53-Foot Domestic Dry Containers from China
On April 23rd, Stoughton Trailers filed petitions with the ITC and Commerce seeking the imposition of antidumping and countervailing duties on imports of 53-Foot Domestic Dry Containers from China. The ITC is set to vote on the preliminary injury determination around June 6th. Assuming the ITC issues an affirmative determination, Commerce should issue preliminary antidumping and countervailing duty determinations within about six months.Inc. and Ajinomoto North America Inc.
Steel Concrete Reinforcing Bar from Mexico and Turkey
On April 21, 2014, Commerce issued its affirmative preliminary determinations in the AD investigations on imports of steel concrete reinforcing bar from Mexico and Turkey. Commerce will be begin requiring AD cash deposits based on the following preliminary weighted average dumping margins: 10.66%-66.70% for Mexico; and 2.64% for Turkey. Unless extended, Commerce is scheduled to announce its final determinations on July 3, 2014.

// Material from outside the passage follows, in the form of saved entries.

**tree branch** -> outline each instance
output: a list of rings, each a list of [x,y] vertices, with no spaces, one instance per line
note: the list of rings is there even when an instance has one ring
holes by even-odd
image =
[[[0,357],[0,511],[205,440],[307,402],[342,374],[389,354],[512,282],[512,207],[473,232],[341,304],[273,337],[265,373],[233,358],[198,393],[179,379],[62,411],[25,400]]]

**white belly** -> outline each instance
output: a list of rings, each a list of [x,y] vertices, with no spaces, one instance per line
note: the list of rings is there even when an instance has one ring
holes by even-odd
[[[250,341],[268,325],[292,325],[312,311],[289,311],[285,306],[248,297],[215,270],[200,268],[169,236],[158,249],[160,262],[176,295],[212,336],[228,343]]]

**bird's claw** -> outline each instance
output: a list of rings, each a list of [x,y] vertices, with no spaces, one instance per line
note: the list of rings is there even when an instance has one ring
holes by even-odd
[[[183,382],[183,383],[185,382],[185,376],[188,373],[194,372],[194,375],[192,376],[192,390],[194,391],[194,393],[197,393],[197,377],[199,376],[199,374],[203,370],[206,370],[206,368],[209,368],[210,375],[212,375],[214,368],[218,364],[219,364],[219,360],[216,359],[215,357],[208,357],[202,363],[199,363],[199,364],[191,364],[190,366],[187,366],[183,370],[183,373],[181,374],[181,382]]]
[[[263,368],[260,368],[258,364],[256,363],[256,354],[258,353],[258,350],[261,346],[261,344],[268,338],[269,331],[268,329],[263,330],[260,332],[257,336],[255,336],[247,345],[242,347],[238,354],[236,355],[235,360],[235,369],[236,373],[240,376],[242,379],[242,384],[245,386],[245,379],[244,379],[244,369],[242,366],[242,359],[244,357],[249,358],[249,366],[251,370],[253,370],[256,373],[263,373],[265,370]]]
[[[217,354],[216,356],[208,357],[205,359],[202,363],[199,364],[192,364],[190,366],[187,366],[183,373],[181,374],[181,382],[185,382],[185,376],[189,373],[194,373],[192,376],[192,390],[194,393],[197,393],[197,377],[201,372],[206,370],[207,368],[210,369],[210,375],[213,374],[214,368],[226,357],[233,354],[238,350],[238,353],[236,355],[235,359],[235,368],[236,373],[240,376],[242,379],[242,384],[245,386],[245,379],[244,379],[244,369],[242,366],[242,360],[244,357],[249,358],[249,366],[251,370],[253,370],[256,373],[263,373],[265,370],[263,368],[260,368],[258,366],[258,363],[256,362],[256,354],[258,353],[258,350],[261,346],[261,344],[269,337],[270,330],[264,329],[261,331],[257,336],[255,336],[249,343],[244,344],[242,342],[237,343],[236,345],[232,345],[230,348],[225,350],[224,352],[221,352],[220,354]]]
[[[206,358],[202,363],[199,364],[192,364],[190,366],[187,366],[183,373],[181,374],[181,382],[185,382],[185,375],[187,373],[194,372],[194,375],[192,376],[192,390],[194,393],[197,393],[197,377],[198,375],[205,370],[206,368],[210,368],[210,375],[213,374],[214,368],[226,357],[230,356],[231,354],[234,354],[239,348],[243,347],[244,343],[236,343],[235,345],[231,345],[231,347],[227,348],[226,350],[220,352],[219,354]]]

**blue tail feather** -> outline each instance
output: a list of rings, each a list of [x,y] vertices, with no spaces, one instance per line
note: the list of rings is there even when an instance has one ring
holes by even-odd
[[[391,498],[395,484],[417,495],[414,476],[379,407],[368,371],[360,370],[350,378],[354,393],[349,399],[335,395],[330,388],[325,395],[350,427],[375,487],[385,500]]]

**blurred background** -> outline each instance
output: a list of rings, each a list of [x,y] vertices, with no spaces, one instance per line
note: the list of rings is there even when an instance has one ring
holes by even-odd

Graphite Electrodes from China
On April 7th, the ITC unanimously voted to expedite its five-year (“sunset”) review to determine whether the AD order on small diameter graphite electrodes from China would be likely to lead to lead to continuation or recurrence of material injury within a reasonably foreseeable time. Kelley Drye and Warren (Skip Hartquist; Alan Luberda; Grace Kim; and Ben Caryl) are representing petitioners GrafTech USA LLC, SGL Carbon LLC, and Superior Graphite Company. The Commission will vote on the sunset determination on May 21st.
Circular Welded Carbon-Quality Steel Line Pipe From China
On April 23rd, the ITC unanimously determined that revoking the existing AD and CVD orders on circular welded carbon-quality steel line pipe from China would be likely to lead to continuation or recurrence of material injury within a reasonably foreseeable time. As a result of the Commission’s affirmative determination, the existing orders on imports of this product from China will continue for an additional five years.